So eine Plexiglas-Abdeckung machts natürlich einfacher. Laut Bedienungsanleitung hab ich In und Out richtig angeschlossen.
Schade, dass man für so viel mehr Geld, so viel weniger Leistung bekommt.

Die VRM- Temps beim Crosshair VII sollen ja mit dem Standardkühler schon ganz gut sein. Welchen Alternativkühler könnt ihr empfehlen? Ist der Velocity besser?
Danke für eure schnellen Antworten


----------



## Sinusspass (5. Dezember 2019)

Dicke ist zweitrangig, zwar hat man dadurch mehr Lamellenfläche, aber der Luftstrom wird stark abgebremst, sodass am Ende nicht viel von der zusätzlichen Lamellenfläche übrig bleibt, sofern man die Lüfter nicht über 1000 Umdrehungen betreibt.
An den Ecken keinen Kontakt zu haben ist egal, beim 2700x sitzt der Die mittig, da und im Bereich um die Mitte ist es wichtig. 
Wenn ich mal auf meinen 2700 schaue, der unter Last nie 60°C erreicht und oft auch unter 50 bleibt (ok, mein Wasser ist gerne 20°C kälter als deins), passt da etwas nicht so ganz. Paar °C durch den Monoblock machen nicht so viel aus, dass eine Cpu 10°C wärmer ist, als sie maximal sein sollte, wenn man die verbaute Kühlung betrachtet.


----------



## Patrick_87 (5. Dezember 2019)

Du gehst wenn ich das richtig sehe von der Pumpe in den Monoblock , und dann in die Grafikkarte , richtig? 
In den Monoblock gehst du über den rechten Anschluss. War es aber nicht so das links in ist und rechts out ?
Bin mir jetzt nicht sicher,  aber irgendwo hatte ich das glaube ich mal gesehen.

Aber selbst wenn ich mich irre , ein 280er Radiator für gpu und cpu ist schon sehr knapp bemessen. Mich würde mal die Wassertemperatur interessieren.
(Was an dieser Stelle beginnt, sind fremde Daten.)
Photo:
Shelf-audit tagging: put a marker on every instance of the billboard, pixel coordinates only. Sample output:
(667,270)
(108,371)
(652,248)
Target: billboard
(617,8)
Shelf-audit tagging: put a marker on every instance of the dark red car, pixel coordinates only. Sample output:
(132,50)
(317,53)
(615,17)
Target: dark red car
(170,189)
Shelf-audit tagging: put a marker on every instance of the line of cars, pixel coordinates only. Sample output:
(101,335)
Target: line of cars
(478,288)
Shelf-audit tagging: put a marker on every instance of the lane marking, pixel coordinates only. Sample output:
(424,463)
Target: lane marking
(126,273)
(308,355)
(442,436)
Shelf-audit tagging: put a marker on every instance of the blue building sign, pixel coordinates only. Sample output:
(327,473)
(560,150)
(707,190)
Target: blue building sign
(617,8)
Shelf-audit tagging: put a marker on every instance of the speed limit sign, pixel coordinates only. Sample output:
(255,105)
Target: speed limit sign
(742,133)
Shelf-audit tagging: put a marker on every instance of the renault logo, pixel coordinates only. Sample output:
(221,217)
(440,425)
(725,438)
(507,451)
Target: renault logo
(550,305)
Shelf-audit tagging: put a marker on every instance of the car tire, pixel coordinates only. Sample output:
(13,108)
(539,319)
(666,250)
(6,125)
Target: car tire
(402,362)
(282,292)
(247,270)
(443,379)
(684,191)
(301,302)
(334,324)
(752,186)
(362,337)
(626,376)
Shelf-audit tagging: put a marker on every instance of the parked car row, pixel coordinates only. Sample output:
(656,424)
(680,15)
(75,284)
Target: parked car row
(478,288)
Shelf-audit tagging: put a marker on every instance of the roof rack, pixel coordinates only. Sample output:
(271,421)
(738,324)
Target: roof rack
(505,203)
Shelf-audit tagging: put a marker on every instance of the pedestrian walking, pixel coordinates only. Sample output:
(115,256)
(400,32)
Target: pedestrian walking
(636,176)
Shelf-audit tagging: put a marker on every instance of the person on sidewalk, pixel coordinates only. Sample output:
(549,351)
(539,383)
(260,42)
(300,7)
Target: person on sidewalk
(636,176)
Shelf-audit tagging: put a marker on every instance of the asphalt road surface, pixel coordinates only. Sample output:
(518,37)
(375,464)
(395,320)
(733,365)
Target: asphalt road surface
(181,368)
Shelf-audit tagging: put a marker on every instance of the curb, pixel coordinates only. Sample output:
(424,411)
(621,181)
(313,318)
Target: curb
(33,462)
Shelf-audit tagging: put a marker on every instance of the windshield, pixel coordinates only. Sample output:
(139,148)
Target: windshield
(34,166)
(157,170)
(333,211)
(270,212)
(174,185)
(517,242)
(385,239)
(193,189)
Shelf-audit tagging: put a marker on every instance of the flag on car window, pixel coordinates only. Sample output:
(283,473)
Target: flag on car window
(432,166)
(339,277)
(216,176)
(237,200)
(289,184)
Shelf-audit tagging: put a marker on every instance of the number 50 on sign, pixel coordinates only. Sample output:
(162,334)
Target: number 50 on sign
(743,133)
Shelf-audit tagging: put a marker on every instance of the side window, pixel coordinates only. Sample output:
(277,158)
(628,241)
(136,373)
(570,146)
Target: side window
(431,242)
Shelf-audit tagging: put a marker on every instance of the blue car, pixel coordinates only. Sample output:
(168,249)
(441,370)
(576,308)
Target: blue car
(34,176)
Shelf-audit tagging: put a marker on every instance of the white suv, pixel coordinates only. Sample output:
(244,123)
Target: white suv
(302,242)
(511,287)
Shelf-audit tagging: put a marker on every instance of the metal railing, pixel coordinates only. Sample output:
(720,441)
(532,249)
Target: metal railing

Wobei ich es auch nicht verstehen kann,  im R6 hast du doch einigermaßen Platz. Ich hatte es selbst auch und hatte dort 2x360 mm Radiatoren verbaut. Und nicht die schmalen sondern die mittleren von ek. PE360 , einen in Front und einen im Deckel. War zwar etwas mit fummeln verbunden aber selbst wenn du da keine Lust drauf hast kannst du immer noch 1x360 und 1x 280 verbauen.


----------



## Sinusspass (5. Dezember 2019)

Bei den Monoblöcken gehts rechts unten bei der Cpu rein, raus geht es in der Nähe der Spannungswandler, das stimmt schon so. Wasser wird etwa bei 40°C liegen, die Gpu wird bei Belastung (knapp 300W) 50°C warm, bei 10°C zwischen Wasser und Gpu kommt man  bei etwa 40 raus. Interessanter wäre, welche Lüfterdrehzahlen dafür anliegen müssen....
Die hohe Cputemperatur kommt ziemlich sicher von (leicht) fehlerhafter Montage des Kühlers, wie ich bereits schrieb.


----------



## IICARUS (5. Dezember 2019)

Peaceman91 schrieb:


> Die VRM- Temps beim Crosshair VII sollen ja mit dem Standardkühler schon ganz gut sein.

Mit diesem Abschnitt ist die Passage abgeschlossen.